How the 2026 Bonus Depreciation Calculator Works
Enter Your Property Details
Select your purchase price, land allocation, property type, and the year you placed it in service. The calculator handles the rest, including the correct bonus depreciation percentage based on current law.
Estimate Your Cost Segregation Impact
Select your property type, or enter your exact reclassification percentage. This tells the calculator how much of your building basis shifts from long-life property into bonus-eligible 5, 7, and 15-year asset classes.
See Your First-Year Write-Off
The calculator instantly shows your total Year 1 deduction, estimated federal tax savings, and a side-by-side comparison of depreciation with and without cost segregation. Share with your CPA for tax planning.
Why Real Estate Investors Use This Calculator
Most bonus depreciation calculators online are built for equipment buyers, manufacturers pricing out a new CNC machine or a contractor buying a fleet of trucks. Those tools don't account for cost segregation, land allocation, or the difference between residential and commercial recovery periods.
This calculator was built specifically for real estate investors who want to understand what happens when you combine a property acquisition with a cost segregation study under the current 100% bonus rules. The core question it answers is straightforward: how much of my purchase price can I write off in Year 1, and what does that save me in federal taxes?
That's a question every investor should be able to answer before they close on a deal, not after. The delta between standard straight-line depreciation and accelerated depreciation with cost segregation is often six figures on a single property. On a $2 million multifamily acquisition, the difference between a ~$35,000 first-year deduction (standard MACRS) and a $500,000+ first-year deduction (with cost seg and 100% bonus) can reshape an investor's entire tax position for the year.
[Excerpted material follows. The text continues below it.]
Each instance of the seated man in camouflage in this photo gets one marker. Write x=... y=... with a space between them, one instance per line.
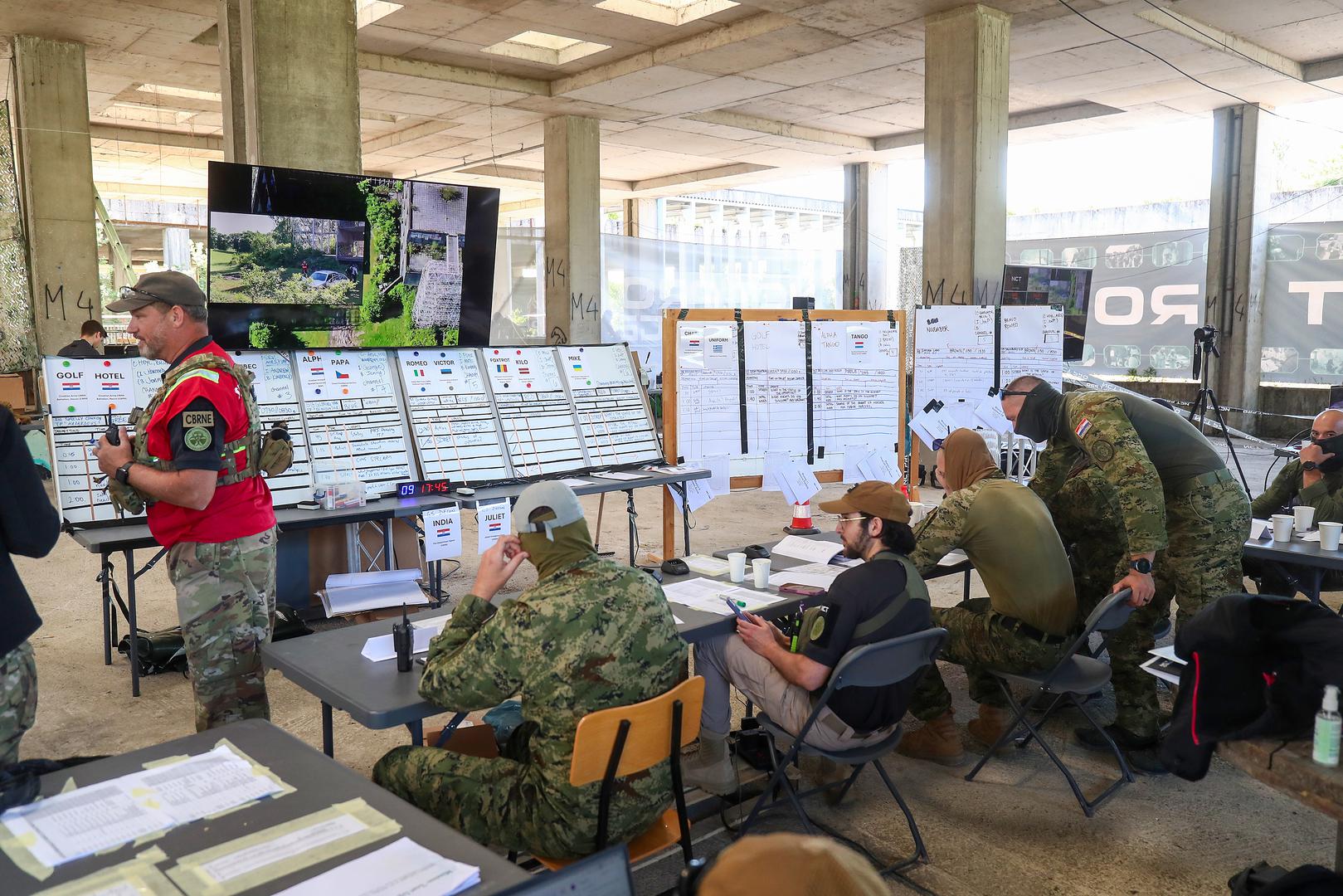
x=1315 y=480
x=1030 y=611
x=591 y=635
If you've never had a cost segregation study done, the calculator's preset estimates (based on industry averages for residential, commercial, and specialty property types) give you a realistic starting point. This bonus depreciation allows you to see your numbers before you commit, not after.
The information on this page is for general informational purposes only and does not constitute tax, legal, or financial advice. Tax laws are complex and subject to change. Consult a qualified tax professional for advice specific to your situation.